Si vous le faites déjà au grand jour ou en secret, pour vous seul ou déjà pour d’autres, lecteurs proches ou inconnus, et si vous voulez l’aide d’un cours pour vous orienter, ou même juste l’aide de ces consignes piochées dans mon expérience personnelle, pour vous lancer ou vous améliorer, ou par curiosité pour savoir ce que c’est un atelier d’écriture, ou du moins ce qu’il peut être là, le mien de cette année 2007-2008, jetez-y un œil.

 

Même si vous le souhaitez ou le vivriez autrement, même si ma conception de la vie, mon autobiographie à l’intérieur, ou mon expérience d’élève écrivaine n’est pas ou ne serait pas du tout la vôtre, pour tout ce que vous pourriez y piocher, jetez-y un œil ou une lecture.

 

 

Pourquoi j’ai fait moi-même cette démarche ?

 

Pour moi, écrire est quelque chose que j’apprécie, qui me permet de prendre du recul, de raconter sans être jugée et condamnée, de dire, de dénoncer, de m’auto-écouter, même si je ne sais pas forcément convaincre. Ecrire me sert aussi à me rappeler. Et mes premières plus nettes expériences d’écrit ont été pour marquer mes rêves, mes préoccupations, mes difficultés à partir de 1996/97 après une adoption ratée, et la dépression qui en a suivie. Et puis après, au moment le pire de ma vie actuelle, en 1999, après ma mort ratée et un internement forcé sous contrainte, écrire a été une façon de garder un espace de liberté, de délivrance au milieu de l’enfer du quotidien, et de me rappeler.

 

J’ai écrit, à compter d’août 1999 et depuis, déjà 125 cahiers de la mémoire, à raison d’environ 4 pages par jour. Dès fin 1999, je me suis dit qu’un jour, je voudrais, quand je serai moins mal, écrire de l’autobiographie du pire, des livres engagés et sujets à controverse sur la vie/la mort, sur l’euthanasie au sens large, sur un autre regard sur la folie, et d’autres moyens de s’en soulager, voire de s’en guérir pour les autres, sur l’enfermement quel qu’il soit (internement, prison, soumission forcée à une personne ou à un groupe), sur les victimes et les bourreaux, sur le bien et le mal, la violence et la non-violence qu’on a en soi, sur ces pauvres gens rencontrés en « enfer socialement acceptable !!!  » …

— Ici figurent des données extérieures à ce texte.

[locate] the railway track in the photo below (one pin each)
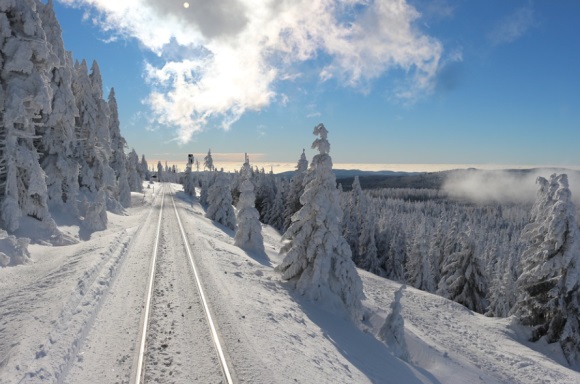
(179, 341)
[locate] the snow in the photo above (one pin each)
(72, 315)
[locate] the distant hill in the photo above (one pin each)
(435, 180)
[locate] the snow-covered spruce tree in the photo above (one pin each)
(103, 172)
(208, 162)
(91, 156)
(462, 277)
(418, 266)
(549, 286)
(189, 180)
(316, 255)
(352, 230)
(26, 63)
(56, 134)
(362, 231)
(160, 176)
(295, 190)
(118, 157)
(245, 173)
(249, 230)
(396, 257)
(275, 215)
(204, 188)
(393, 330)
(265, 194)
(13, 250)
(220, 202)
(144, 169)
(133, 175)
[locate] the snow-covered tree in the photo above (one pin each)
(26, 63)
(160, 176)
(275, 216)
(549, 286)
(393, 330)
(56, 133)
(204, 188)
(144, 169)
(208, 162)
(354, 219)
(220, 202)
(462, 277)
(295, 190)
(418, 266)
(118, 157)
(316, 255)
(133, 175)
(361, 231)
(249, 230)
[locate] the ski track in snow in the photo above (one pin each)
(179, 344)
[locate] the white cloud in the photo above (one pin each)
(224, 57)
(513, 26)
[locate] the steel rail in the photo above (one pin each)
(212, 326)
(139, 376)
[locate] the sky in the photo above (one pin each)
(454, 82)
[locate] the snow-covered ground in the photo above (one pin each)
(73, 316)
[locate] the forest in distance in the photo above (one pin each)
(472, 236)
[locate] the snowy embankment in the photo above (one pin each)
(53, 328)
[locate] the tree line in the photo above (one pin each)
(61, 148)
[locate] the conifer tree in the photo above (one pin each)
(133, 175)
(462, 277)
(118, 157)
(393, 330)
(27, 64)
(208, 162)
(316, 256)
(56, 133)
(220, 202)
(549, 286)
(295, 190)
(249, 230)
(144, 169)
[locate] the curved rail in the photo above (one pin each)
(142, 344)
(210, 321)
(140, 371)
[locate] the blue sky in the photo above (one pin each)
(460, 82)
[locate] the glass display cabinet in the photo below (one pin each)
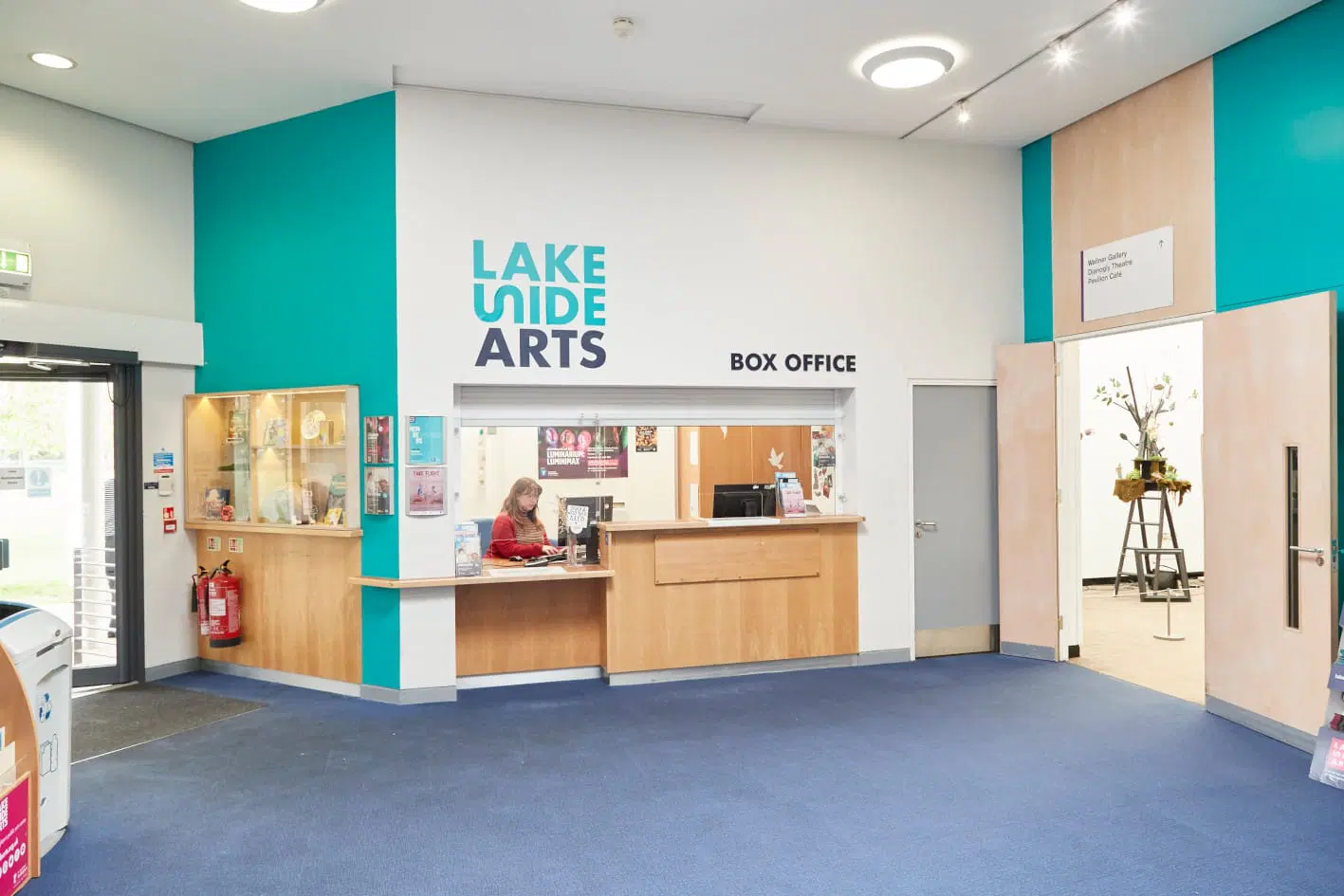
(276, 458)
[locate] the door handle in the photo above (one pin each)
(1317, 553)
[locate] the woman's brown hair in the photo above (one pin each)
(523, 486)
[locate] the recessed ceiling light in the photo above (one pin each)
(1124, 15)
(1060, 54)
(905, 67)
(51, 61)
(284, 6)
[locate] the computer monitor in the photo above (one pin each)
(751, 499)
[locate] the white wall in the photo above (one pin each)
(105, 206)
(718, 238)
(1176, 351)
(509, 451)
(108, 211)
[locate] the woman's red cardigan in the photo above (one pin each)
(505, 540)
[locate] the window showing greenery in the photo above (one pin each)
(32, 421)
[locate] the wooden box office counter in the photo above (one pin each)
(693, 594)
(668, 595)
(284, 463)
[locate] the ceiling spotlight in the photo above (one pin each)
(1060, 54)
(1124, 15)
(51, 61)
(908, 67)
(284, 6)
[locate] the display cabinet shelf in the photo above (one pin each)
(279, 458)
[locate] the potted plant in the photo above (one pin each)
(1150, 458)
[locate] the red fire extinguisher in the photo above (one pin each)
(226, 625)
(200, 599)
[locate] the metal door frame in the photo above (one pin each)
(911, 506)
(124, 373)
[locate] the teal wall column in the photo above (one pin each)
(1279, 165)
(1038, 286)
(296, 285)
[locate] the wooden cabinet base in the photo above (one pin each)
(530, 626)
(300, 613)
(671, 606)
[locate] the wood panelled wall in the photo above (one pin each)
(1143, 163)
(300, 613)
(732, 454)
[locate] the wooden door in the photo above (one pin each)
(1028, 534)
(1269, 406)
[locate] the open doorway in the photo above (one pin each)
(1138, 550)
(67, 500)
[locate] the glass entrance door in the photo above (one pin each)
(60, 496)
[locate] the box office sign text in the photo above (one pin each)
(795, 363)
(544, 303)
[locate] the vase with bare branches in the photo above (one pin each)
(1150, 458)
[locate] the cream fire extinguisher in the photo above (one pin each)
(200, 599)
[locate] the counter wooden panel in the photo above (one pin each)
(727, 555)
(300, 612)
(528, 625)
(730, 619)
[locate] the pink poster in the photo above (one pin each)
(1335, 760)
(13, 840)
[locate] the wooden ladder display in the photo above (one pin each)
(1148, 559)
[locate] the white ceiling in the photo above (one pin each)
(199, 68)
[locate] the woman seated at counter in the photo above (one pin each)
(518, 532)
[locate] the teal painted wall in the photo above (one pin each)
(296, 285)
(1038, 286)
(1279, 165)
(1279, 160)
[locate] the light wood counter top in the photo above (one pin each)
(747, 522)
(564, 574)
(270, 528)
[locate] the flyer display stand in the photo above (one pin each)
(19, 843)
(1328, 755)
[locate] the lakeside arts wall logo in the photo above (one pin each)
(547, 302)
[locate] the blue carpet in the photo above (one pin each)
(960, 776)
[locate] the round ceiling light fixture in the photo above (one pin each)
(905, 67)
(284, 6)
(51, 61)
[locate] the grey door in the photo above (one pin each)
(956, 527)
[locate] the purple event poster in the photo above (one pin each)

Et puis j’ai attendu, en continuant mes cahiers. Et en septembre 2007, j’en ai parlé à des écrivains publics ; et puis j’ai découvert cette journée de la lettre à Marseille (voir les textes du 22/09/07). J’y suis allée et je me suis inscrite à un atelier d’écriture. Je ne sais pas bien les progrès que j’y ai faits sur un an, ni la richesse que cela m’a apportée, ni ce que je pourrai en tirer sur le long terme.

 

Voilà, vous pouvez lire, piocher ce que vous voudrez dedans, dire ce que vous en pensez sur le fond et/ou sur la forme, sur le vécu ou le romancé, sur l’évolution ou sur un point. Voilà vous êtes libres, beaucoup plus libres que moi, dans un pays dit de droit, de libre-pensée, et d’esprit critique. Alors, bonne lecture et après…à vos plumes ?

 

Pour infos, j’ai des troubles psychiatriques lourds, mais aussi neurologiques, et physiques. Je suis handicapée et invalide professionnelle. Je ne pense pas comme vous, et sans doute, on ne se comprend pas bien ou pas du tout. Moi, je mens beaucoup dans ma vie quotidienne. Ca me protège, mais aussi ça m’affecte.

 

Alors, lisez là au fond de moi dans tous les genres : récit, nouvelle, conte, poème, autobiographie, consigne d’urgence…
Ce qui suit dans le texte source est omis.